There were some de Blasio supporters who seemed disappointed by Mr. Lopez’s decision to go with Ms. Quinn, who represents Manhattan, when there was a viable candidate from Brooklyn. When Mr. Lopez was elected to head the county delegation, many said it would be a blow to Mr. de Blasio’s chances because of their respective political allies.


Council Member Letitia James, who represents Bedford-Stuyvesant, Fort Greene, and other parts of Kings County, called it a “sad day for Brooklyn.”


“I’m disappointed that Brooklyn could not bring home the bacon,” Ms. James said. Last week, Mr. de Blasio reportedly had a group of 15 supporters.


The other council members in the running were Melinda Katz, Leroy Comrie, and David Weprin of Queens; Lewis Fidler of Brooklyn, and Joel Rivera of the Bronx.


With the vote not set to take place until tomorrow, Ms. Quinn chose her words cautiously yesterday. She is expected to hold a news conference today.


“I am gratified for the support of my colleagues,” she said in a statement. “I look forward to the vote on Wednesday and to working with them to improve the lives of all New Yorkers.”


If elected, she will be both the first female leader of the council and its first openly gay leader.


“It’s historically significant for an openly gay elected official to rise to such a powerful city position,” the head of the Citizens Union, Dick Dadey, said.


Mr. Dadey, the former head of the Empire State Pride Agenda, one of the largest gay and lesbian lobby organizations in the state, said it was “emblematic of a coming of the gay and lesbian community in the city.”


Ms.

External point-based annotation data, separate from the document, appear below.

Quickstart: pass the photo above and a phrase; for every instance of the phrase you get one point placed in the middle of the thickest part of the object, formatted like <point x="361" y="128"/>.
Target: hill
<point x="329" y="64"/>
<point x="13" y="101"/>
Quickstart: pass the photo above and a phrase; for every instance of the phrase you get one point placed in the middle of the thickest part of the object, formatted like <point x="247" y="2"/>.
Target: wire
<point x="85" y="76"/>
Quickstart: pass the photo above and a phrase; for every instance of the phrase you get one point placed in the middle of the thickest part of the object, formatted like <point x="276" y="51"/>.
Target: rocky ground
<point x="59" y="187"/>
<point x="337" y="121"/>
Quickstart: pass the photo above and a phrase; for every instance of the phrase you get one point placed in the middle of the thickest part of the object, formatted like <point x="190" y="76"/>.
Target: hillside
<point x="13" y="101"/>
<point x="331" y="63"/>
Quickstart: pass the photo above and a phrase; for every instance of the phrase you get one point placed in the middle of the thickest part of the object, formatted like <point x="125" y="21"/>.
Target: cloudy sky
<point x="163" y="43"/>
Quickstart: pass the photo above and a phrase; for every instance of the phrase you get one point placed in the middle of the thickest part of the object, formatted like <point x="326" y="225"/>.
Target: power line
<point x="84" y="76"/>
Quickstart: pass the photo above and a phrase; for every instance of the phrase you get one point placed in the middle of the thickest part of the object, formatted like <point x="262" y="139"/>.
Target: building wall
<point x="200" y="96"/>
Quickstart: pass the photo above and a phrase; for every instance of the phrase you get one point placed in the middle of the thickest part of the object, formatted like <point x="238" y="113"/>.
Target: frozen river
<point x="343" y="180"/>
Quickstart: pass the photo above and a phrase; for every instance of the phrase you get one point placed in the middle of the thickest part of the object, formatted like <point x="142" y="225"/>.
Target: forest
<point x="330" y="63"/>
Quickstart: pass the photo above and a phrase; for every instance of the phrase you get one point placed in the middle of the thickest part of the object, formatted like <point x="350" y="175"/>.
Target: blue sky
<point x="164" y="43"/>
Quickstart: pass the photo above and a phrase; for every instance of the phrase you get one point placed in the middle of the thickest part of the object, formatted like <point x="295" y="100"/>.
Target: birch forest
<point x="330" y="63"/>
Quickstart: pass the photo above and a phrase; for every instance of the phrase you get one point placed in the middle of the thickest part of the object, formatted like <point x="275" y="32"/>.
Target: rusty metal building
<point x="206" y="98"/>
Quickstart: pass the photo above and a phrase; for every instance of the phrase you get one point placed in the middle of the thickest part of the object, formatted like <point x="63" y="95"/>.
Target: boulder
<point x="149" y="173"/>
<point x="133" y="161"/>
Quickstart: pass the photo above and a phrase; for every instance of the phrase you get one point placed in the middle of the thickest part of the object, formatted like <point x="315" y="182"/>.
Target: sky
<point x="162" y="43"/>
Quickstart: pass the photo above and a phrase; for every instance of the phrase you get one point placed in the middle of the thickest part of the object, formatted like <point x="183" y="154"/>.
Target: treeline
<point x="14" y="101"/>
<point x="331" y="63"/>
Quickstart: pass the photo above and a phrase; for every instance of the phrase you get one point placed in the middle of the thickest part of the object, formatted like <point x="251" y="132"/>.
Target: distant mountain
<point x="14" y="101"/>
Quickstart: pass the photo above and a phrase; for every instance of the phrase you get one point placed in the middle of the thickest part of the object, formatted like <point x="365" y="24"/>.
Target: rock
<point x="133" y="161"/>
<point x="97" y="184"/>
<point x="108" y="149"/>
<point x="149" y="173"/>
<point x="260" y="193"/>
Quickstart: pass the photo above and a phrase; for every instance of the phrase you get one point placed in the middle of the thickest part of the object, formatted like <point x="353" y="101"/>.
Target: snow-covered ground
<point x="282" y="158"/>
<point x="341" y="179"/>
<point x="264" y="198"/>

Quinn got into politics in the early 1990s when she worked for then-Council Member Thomas Duane, the first openly gay member of the body. Immediately before getting elected to his seat in 1999, she headed the New York City Gay and Lesbian Anti-Violence Project.


The council’s Republican minority leader, James Oddo, who is close with Ms. Quinn despite their ideological differences, said yesterday he was personally proud of her.


“I have a great deal of respect for her political acumen. She really went out and won this one. She has handled the last year with a great deal of tact. I really thing it’s good thing for the body”


He said a line in the HBO program “Rome” recently crystallized the speaker’s race for him. “Arithmetic has no mercy,” he said. “There will no mercy in the arithmetic for the person who comes in second. Once the dominos start falling nobody wants to be on the wrong side.”